Another classification, based on etiology, categorizes myoclonus into physiologic or pathologic forms. Common examples of “normal,” nonpathologic, physiologic myoclonus include hiccups or “sleep starts” occurring as one drifts into sleep. In pathologic myoclonus, the brief muscle jerks may occur infrequently or repeatedly. Examples include essential myoclonus, myoclonic epilepsy, and secondary myoclonus. Postanoxic encephalopathy and spongiform encephalopathy (i.e., Creutzfeldt-Jakob disease) are the best-known examples of pathologic myoclonus. Additional rare forms include (1) palatal myoclonus, (2) periodic limb movements of sleep, and (3) psychogenic myoclonus. Although pathologic myoclonus is always a sign of CNS dysfunction, its pathophysiologic mechanism often remains enigmatic. Myoclonus may be an important clinical indicator in determining the proper diagnosis.
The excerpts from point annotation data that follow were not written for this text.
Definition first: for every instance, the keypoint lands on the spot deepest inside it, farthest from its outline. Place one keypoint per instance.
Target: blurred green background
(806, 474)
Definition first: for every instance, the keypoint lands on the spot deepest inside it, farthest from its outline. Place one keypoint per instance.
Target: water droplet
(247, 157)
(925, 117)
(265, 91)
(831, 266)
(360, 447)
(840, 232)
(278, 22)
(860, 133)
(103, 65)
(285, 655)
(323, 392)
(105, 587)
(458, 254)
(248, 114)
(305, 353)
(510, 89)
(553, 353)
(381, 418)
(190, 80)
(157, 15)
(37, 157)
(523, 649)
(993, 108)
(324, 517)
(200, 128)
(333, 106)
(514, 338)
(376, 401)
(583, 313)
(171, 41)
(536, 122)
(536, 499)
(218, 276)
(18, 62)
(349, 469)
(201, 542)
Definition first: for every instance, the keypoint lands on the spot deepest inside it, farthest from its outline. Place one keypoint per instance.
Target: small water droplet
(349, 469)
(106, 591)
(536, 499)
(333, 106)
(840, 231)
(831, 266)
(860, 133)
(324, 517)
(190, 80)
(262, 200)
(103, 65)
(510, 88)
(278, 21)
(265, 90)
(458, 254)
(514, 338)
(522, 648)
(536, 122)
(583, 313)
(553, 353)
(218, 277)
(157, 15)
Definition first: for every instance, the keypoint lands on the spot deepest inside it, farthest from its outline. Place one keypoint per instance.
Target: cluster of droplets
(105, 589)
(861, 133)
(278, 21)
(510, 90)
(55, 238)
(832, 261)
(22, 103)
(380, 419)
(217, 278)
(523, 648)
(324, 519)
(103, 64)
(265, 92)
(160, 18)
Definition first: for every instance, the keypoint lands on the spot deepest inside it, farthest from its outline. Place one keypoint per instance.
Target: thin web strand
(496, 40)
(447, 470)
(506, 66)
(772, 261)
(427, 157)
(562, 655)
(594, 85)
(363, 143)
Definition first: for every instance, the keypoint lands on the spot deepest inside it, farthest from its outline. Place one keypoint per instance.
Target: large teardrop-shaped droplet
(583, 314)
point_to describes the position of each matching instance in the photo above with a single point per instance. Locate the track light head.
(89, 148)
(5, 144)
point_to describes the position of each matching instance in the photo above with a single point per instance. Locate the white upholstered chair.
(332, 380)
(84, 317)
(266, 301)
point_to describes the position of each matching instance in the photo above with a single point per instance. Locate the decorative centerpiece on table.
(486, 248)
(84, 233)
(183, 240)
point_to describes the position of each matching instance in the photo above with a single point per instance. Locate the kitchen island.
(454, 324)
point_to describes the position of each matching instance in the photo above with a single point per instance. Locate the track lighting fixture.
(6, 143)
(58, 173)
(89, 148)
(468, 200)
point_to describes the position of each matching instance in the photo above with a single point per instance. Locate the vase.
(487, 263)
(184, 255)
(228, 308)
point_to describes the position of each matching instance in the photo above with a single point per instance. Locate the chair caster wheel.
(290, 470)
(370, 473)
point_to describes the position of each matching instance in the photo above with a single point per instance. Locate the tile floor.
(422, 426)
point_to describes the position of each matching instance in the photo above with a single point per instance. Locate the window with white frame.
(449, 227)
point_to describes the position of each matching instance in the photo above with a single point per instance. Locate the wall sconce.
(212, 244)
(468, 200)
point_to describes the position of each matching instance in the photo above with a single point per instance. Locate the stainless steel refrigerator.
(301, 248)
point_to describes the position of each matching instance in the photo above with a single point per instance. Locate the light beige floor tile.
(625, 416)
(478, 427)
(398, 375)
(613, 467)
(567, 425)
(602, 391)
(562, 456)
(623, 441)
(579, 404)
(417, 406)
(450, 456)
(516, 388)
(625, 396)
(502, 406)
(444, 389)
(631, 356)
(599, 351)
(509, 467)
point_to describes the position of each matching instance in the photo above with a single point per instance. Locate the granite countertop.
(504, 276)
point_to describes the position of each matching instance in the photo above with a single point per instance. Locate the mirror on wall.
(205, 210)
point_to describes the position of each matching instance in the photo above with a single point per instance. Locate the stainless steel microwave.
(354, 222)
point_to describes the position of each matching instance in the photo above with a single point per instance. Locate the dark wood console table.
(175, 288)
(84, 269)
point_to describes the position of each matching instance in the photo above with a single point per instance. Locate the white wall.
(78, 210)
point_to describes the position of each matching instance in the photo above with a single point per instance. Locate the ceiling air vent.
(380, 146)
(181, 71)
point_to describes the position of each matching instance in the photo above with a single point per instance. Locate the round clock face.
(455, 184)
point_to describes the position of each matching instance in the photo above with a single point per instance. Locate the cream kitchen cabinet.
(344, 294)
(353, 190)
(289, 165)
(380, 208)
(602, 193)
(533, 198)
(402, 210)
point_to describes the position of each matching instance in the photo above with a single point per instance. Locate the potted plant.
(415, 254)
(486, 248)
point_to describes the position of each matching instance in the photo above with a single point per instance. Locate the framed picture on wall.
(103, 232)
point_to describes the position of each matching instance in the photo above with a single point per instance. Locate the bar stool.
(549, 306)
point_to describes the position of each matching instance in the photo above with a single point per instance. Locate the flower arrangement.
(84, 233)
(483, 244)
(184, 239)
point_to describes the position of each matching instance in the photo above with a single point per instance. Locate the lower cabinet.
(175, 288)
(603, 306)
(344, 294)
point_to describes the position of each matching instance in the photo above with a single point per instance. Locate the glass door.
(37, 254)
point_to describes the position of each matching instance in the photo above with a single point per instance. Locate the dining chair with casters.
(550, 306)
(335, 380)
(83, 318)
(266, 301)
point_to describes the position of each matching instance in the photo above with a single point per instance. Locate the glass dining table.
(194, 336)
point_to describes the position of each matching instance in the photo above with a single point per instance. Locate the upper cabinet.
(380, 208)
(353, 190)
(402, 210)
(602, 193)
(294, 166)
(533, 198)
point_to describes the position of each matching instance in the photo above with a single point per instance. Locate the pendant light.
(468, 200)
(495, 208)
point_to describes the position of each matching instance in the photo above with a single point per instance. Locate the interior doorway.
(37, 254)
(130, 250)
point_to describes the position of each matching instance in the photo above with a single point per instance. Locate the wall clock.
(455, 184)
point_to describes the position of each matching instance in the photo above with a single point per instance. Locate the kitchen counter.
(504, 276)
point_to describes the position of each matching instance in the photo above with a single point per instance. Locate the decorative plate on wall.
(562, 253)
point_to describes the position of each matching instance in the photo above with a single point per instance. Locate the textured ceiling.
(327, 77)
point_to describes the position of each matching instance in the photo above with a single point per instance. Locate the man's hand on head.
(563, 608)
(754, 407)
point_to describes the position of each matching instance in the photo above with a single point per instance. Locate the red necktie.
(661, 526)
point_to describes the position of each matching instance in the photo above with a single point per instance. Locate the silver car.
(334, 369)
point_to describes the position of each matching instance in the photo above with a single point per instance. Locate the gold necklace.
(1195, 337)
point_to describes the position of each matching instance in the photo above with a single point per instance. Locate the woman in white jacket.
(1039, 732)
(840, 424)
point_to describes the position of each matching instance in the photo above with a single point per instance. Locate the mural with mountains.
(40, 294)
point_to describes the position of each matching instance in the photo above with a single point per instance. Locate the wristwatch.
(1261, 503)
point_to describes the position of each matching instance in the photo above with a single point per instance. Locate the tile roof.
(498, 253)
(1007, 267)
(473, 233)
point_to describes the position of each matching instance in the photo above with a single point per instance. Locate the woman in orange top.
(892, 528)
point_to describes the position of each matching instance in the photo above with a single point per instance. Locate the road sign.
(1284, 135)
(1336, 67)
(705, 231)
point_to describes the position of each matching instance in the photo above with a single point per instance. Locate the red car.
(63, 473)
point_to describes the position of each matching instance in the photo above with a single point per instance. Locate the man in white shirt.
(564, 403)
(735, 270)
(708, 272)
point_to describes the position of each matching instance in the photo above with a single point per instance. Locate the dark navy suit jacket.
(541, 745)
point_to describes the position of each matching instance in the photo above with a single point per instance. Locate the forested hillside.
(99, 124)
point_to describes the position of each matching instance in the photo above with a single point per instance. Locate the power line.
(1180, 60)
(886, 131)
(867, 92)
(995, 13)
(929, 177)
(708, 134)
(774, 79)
It is also sometimes a nonspecific feature within more widespread neurologic abnormalities.
The pathophysiologic mechanism leading to myoclonus is not well understood, thus complicating anatomic correlation. Cortical myoclonus is possibly a disorder of decreased cortical inhibition, although the reason for the reduced inhibition is unknown. Its frequent association with seizure disorders suggests a common pathophysiologic mechanism for myoclonus and some forms of epilepsy. Mechanisms for subcortical and spinal myoclonus are even less well appreciated.